Fechamento do espaço aéreo e alertas internacionais
As autoridades iranianas notificaram as companhias aéreas sobre o fechamento de seu espaço aéreo para todos os voos internacionais, com exceção daqueles com origem ou destino em Teerã. Por volta das 18h30 (horário de Brasília), imagens de sites de monitoramento como o FlightRadar24 mostravam o espaço aéreo controlado por Teerã praticamente vazio.
Horas antes, o governo da Alemanha emitiu uma diretiva urgente, alertando as companhias aéreas civis alemãs para evitar a entrada na Região de Informação de Voo (FIR) de Teerã.

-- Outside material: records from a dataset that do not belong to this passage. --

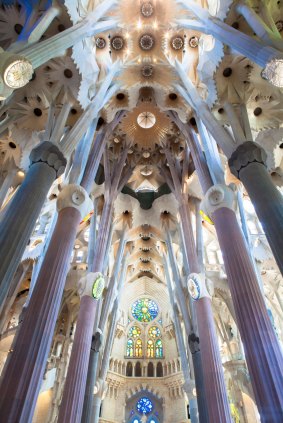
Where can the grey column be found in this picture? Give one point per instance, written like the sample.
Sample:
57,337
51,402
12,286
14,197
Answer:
199,380
47,163
91,376
248,164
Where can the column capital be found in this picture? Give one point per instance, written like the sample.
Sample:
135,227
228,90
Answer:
218,197
246,153
199,287
48,153
76,197
92,285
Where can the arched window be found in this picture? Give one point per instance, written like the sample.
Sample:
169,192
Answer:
138,348
144,405
129,369
150,370
159,370
144,310
134,343
130,348
150,348
138,369
158,349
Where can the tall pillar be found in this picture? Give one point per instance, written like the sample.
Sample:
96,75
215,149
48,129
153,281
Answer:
199,381
24,372
91,376
47,163
214,385
91,287
248,163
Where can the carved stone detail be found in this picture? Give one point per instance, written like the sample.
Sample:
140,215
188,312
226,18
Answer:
246,153
198,287
48,153
96,341
76,197
91,285
194,343
217,197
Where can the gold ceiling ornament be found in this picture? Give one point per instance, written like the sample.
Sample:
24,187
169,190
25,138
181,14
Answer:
232,78
146,138
148,72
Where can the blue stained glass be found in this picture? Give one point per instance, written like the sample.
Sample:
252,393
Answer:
144,405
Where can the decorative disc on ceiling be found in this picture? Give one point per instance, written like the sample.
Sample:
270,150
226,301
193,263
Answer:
146,120
100,43
117,42
147,9
177,43
194,42
147,42
147,71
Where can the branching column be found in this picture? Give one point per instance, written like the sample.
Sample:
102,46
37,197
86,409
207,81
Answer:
24,372
47,163
210,356
248,163
73,397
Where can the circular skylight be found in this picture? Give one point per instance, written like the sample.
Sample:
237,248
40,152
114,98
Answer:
146,120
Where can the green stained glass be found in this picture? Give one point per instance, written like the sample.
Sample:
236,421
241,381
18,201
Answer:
144,310
134,332
154,332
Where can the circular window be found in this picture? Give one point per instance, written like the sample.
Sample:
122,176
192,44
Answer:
144,310
144,406
146,120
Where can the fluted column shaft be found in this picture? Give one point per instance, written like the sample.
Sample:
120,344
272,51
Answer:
73,398
218,410
24,372
47,163
262,350
216,396
248,164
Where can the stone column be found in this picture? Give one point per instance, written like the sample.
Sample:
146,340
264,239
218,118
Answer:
91,376
262,350
91,287
214,385
47,163
248,163
24,372
199,381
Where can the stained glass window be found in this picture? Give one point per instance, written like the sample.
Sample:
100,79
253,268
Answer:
154,332
144,405
130,348
144,310
158,349
150,348
138,349
134,332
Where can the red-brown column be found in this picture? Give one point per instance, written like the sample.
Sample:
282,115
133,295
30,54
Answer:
73,398
25,368
262,350
216,396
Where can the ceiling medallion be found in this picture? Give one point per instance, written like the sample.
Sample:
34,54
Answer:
117,42
146,42
177,43
147,9
279,26
100,43
146,120
194,42
147,71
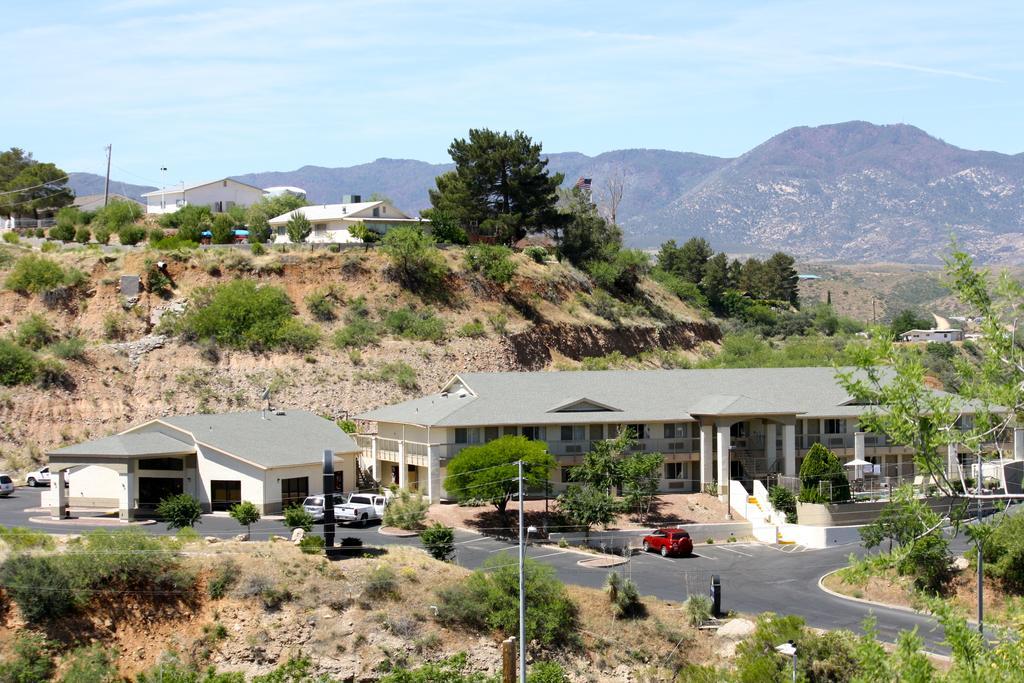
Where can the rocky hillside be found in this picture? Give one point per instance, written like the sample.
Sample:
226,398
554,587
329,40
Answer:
130,372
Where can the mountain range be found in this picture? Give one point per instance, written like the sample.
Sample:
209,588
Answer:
851,191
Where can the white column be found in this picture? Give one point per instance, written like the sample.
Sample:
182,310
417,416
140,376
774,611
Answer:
58,494
770,454
724,440
790,450
433,474
375,464
707,436
402,467
126,502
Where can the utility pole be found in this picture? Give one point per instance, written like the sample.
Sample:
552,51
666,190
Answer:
107,182
522,587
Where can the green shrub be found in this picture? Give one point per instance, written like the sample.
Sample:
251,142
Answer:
438,540
297,517
357,334
472,330
495,262
222,580
538,254
416,262
179,511
72,348
697,608
397,373
488,599
93,664
312,545
407,510
22,538
244,314
115,326
247,514
382,584
782,500
35,332
35,274
821,465
33,660
17,365
409,323
131,235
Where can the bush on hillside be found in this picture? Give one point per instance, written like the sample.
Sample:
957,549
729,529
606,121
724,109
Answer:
407,511
244,314
488,600
17,365
494,261
822,474
409,323
35,332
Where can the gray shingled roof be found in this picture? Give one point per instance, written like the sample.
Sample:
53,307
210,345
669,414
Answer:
637,395
133,444
297,437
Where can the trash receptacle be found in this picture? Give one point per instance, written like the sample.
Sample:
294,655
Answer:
716,595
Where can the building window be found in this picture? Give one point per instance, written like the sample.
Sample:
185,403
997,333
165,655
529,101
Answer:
163,464
294,491
677,430
573,432
834,426
535,433
224,495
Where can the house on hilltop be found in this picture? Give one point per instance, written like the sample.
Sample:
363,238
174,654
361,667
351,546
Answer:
218,195
331,222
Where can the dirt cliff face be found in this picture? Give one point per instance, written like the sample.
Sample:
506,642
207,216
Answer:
538,321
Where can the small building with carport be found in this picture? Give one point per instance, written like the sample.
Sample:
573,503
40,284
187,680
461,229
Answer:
270,458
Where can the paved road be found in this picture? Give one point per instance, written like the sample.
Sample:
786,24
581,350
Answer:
755,578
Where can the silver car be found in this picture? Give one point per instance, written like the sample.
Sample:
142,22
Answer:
314,505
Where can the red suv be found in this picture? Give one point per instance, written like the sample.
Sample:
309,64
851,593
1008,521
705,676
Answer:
669,542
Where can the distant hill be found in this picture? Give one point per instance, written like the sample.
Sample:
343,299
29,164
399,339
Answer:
854,190
90,183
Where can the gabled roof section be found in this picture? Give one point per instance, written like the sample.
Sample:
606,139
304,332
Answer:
178,188
584,404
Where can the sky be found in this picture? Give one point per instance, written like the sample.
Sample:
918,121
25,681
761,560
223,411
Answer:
212,89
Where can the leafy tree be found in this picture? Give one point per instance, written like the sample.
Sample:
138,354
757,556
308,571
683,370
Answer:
908,319
222,230
821,465
489,471
586,236
415,259
444,227
179,511
247,514
688,261
439,541
498,177
298,227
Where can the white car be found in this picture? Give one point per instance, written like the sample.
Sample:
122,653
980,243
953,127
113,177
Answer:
40,477
361,508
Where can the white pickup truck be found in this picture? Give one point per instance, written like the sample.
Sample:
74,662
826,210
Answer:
360,509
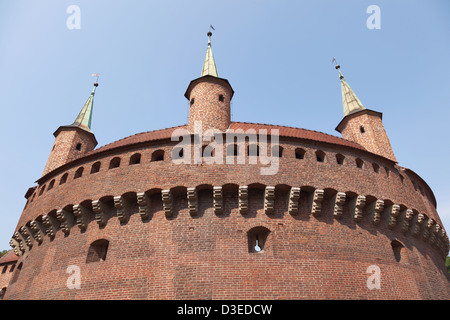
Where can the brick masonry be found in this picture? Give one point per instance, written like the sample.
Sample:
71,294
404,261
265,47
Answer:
206,255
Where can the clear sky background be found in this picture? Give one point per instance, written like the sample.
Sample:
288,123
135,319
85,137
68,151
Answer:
276,54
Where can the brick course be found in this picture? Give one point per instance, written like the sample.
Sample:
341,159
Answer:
206,256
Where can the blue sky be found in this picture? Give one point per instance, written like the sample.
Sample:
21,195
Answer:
276,54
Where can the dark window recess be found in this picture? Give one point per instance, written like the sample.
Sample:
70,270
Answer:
135,159
253,150
78,173
359,163
397,248
64,178
95,167
320,156
257,237
115,163
97,251
277,151
158,155
299,153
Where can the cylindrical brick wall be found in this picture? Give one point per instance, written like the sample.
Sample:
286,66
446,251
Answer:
195,245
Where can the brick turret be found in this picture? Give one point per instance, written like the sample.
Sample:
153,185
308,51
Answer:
209,97
75,140
361,125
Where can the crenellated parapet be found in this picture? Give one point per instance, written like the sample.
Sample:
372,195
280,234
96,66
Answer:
82,215
294,196
167,202
339,200
243,200
269,200
122,206
218,200
143,202
316,208
394,218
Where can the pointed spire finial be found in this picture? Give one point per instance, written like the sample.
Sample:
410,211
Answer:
209,66
84,118
350,101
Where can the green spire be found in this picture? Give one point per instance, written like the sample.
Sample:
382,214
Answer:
84,118
349,99
209,66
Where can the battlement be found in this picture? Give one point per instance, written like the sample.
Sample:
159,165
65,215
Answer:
222,201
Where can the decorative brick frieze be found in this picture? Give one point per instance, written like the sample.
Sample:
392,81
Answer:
339,200
100,211
243,200
192,201
360,202
316,208
144,202
294,197
167,203
269,200
66,220
394,212
122,206
82,215
218,200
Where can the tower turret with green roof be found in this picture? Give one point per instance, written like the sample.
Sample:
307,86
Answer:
361,125
209,98
74,140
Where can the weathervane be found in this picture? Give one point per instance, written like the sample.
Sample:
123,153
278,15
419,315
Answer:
96,81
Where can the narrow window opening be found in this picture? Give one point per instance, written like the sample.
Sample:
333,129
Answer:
359,163
178,153
95,167
397,249
97,251
17,273
376,167
299,153
79,173
277,151
257,239
158,155
51,185
207,152
115,163
232,150
320,156
64,178
135,159
253,150
340,159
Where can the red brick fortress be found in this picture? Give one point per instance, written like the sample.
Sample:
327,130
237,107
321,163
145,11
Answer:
135,224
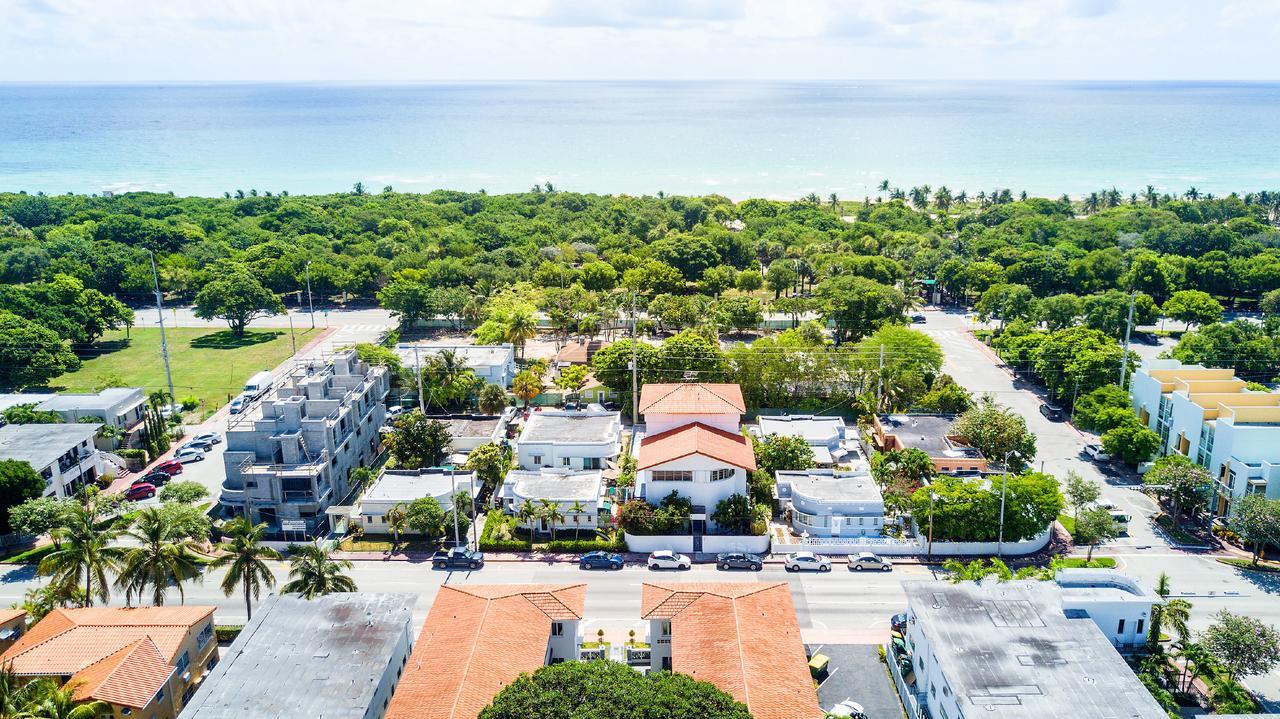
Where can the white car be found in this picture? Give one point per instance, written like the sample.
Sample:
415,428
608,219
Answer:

O comunicado citava uma "situação perigosa" e um "risco potencial à aviação devido à escalada de conflitos e armamento antiaéreo".
O impacto foi imediato. Voos comerciais, como o UAE325 da Emirates, que ia de Seul para Dubai, deram meia-volta sobre o Turcomenistão para sair da zona de risco. Outros, como o AUV7742 da FlyOne, pareceram retornar sobre o Golfo Pérsico.
Protestos violentos e repressão brutal
O fechamento do espaço aéreo é um reflexo da crise interna profunda que o país enfrenta. Segundo a ONG Iran Human Rights (IHR), com sede na Noruega, o número de mortos nos protestos contra o regime do aiatolá Ali Khamenei subiu para pelo menos 3.428 pessoas, sendo 3.379 manifestantes. Este balanço, divulgado nesta quarta, refere-se apenas aos dias 8 a 12 de janeiro.
A ONG norte-americana HRANA informa que mais de 18 mil manifestantes já foram presos. Relatos de testemunhas e organizações internacionais descrevem uma repressão violenta, com forças de segurança atirando diretamente contra os civis e realizando supostas execuções extrajudiciais. O regime também impôs um bloqueio severo à internet, dificultando a apuração do número real de vítimas.
O chanceler alemão, Friedrich Merz, declarou na terça-feira (13) acreditar que o regime dos aiatolás está em seus "últimos dias e semanas". Ele afirmou que a manutenção do poder apenas através da violência é um sinal claro do fim de um governo.
Ameaças militares e tensão global
A situação atraiu a atenção direta do presidente dos Estados Unidos, Donald Trump. Em discursos na terça-feira, Trump dirigiu-se diretamente aos "patriotas iranianos", incentivando-os a continuar protestando e a "derrubar suas instituições". Ele prometeu que "a ajuda está a caminho" e alertou que os responsáveis pela repressão "vão pagar um preço muito alto".
Trump recebeu de sua equipe um relatório com opções militares contra o Irã, e a mídia norte-americana especula sobre um ataque iminente. Em resposta, o Irã denunciou os EUA à ONU, acusando Washington de forjar um pretexto para uma mudança de regime. Um alto oficial iraniano disse à Reuters que o país atacará bases militares americanas no Oriente Médio caso seja bombardeado, e que já avisou países vizinhos sobre esta decisão.
Enquanto isso, fontes indicam que os Estados Unidos começaram a evacuar soldados de algumas de suas principais bases na região. O clima é de expectativa por uma possível conflagração, com o espaço aéreo iraniano silencioso servindo como um símbolo palpável da tempestade que se aproxima.